‘By time!’ cried the Grizzly, losing patience for once. ‘I can’t onderstand ye, Luce. One moment ye’re as limp ez a lump er jelly, and the next ye’re ez stiff ez the rammer er a gun. Oh, ef I’d on’y kept Jake Summers’s knife!’
‘Haul them down!’ shouted the colonel, grinning like an ugly imp.
He was standing immediately underneath the car, looking up at the boys. A wild storm of rage shook Ephraim from head to foot, and desisting from his useless struggle with the knot, he stooped to the bottom of the car, and raising the one heavy bag of ballast that remained, sent it with unerring aim full down upon his mocking enemy.
The sand-bag struck the colonel between the neck and shoulder, and felled him like a log; but as he measured his length upon the ground, the car sank to earth; strong hands seized and held it fast, and the young captain, who had been looking on in bewilderment at the singular scene, stepped forward, and parting the ropes, ordered the boys, not unkindly, to get out.
‘Whatever does this mean?’ he began. ‘Are you Federal soldiers, or’——But Colonel Spriggs, rising from the ground, advanced with a face that was absolutely contorted with rage.
‘Hold your tongue, sir!’ he shouted rudely to the captain. ‘I don’t know who you are, nor what you want here.—As for you, you scoundrel,’ he foamed at Ephraim. ‘You filthy rebel, you; I’ll teach you!
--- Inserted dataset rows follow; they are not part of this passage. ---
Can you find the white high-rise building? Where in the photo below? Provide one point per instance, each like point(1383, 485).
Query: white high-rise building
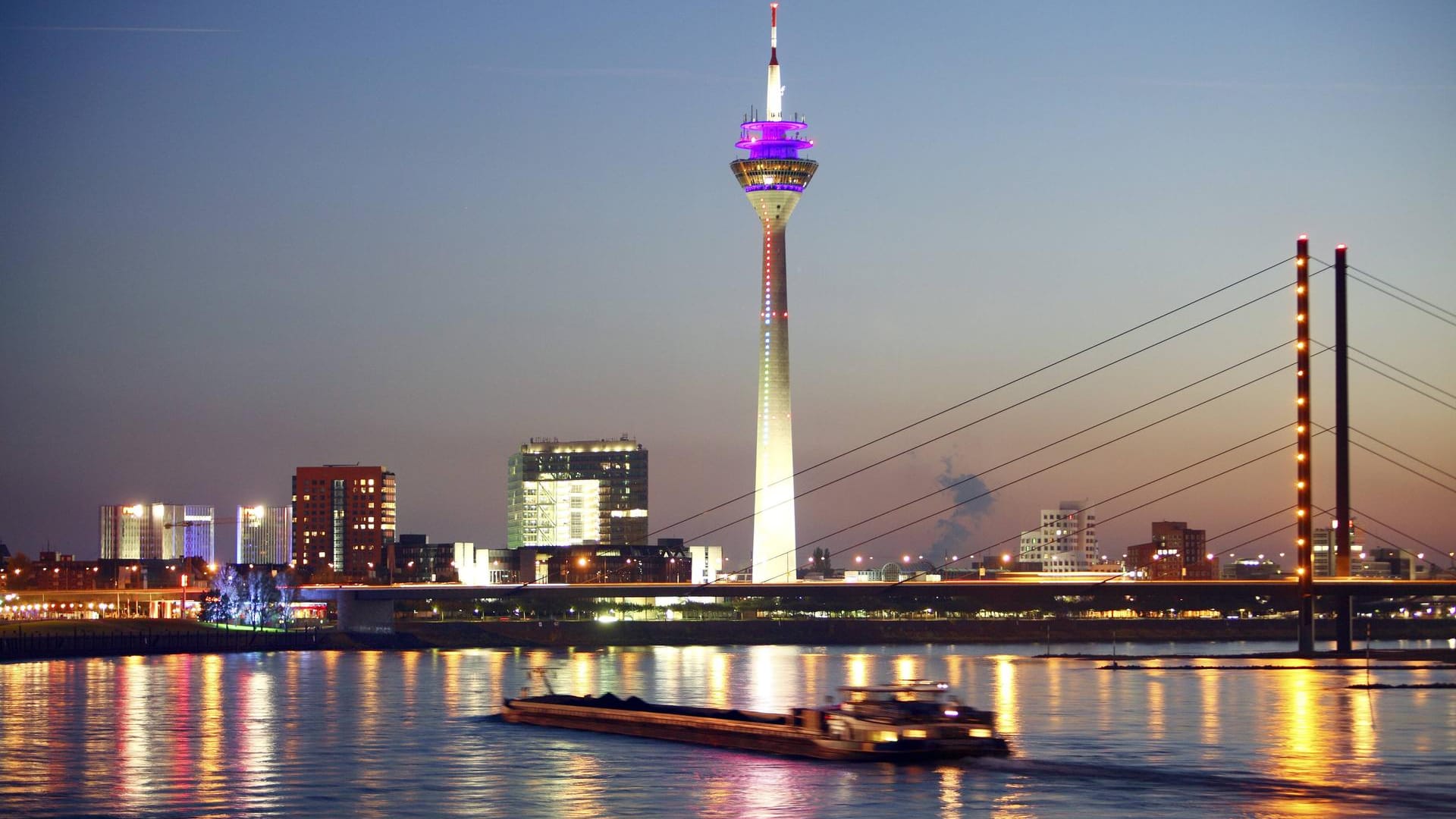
point(774, 177)
point(156, 531)
point(264, 534)
point(1065, 541)
point(577, 491)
You’ve played your last prank.’ Then, maddened by the quiet smile upon the Grizzly’s face, he raised his arm and thrust his fist, guarded by the heavy hilt of his sword, violently in the lad’s mouth.
‘Take that, you dog,’ he cried. ‘What do you mean by grinning at me?’
Lucius uttered a cry of rage, and struggled violently with the men who held him on either side; but Ephraim, spitting out a mouthful of blood, coolly replied: ‘’Twould hev made a cat laugh ter see ye sprawlin’ thar. I on’y wish it had broken yer neck, ye or’nery skunk.’
‘Colonel!’ exclaimed the young captain, stepping to the front. Then, seeing that his superior was temporarily out of his senses with wrath, and fearful of some dire catastrophe, he turned sharply upon the crowd of soldiers, and ordered them to fall in.
The men, drilled to prompt obedience, obeyed at once; even those who were holding the balloon loosing their grasp and joining their comrades, the colonel’s men in one group, the captain’s in another. Instantly the balloon rose in the air, and the grapnel having been freed in the commotion, soared higher and higher, till at last, caught by a current of wind, it floated over the tree tops towards the south. An hour later it astonished Jackson’s rearguard by descending suddenly among them, a collapsed and miserable wreck.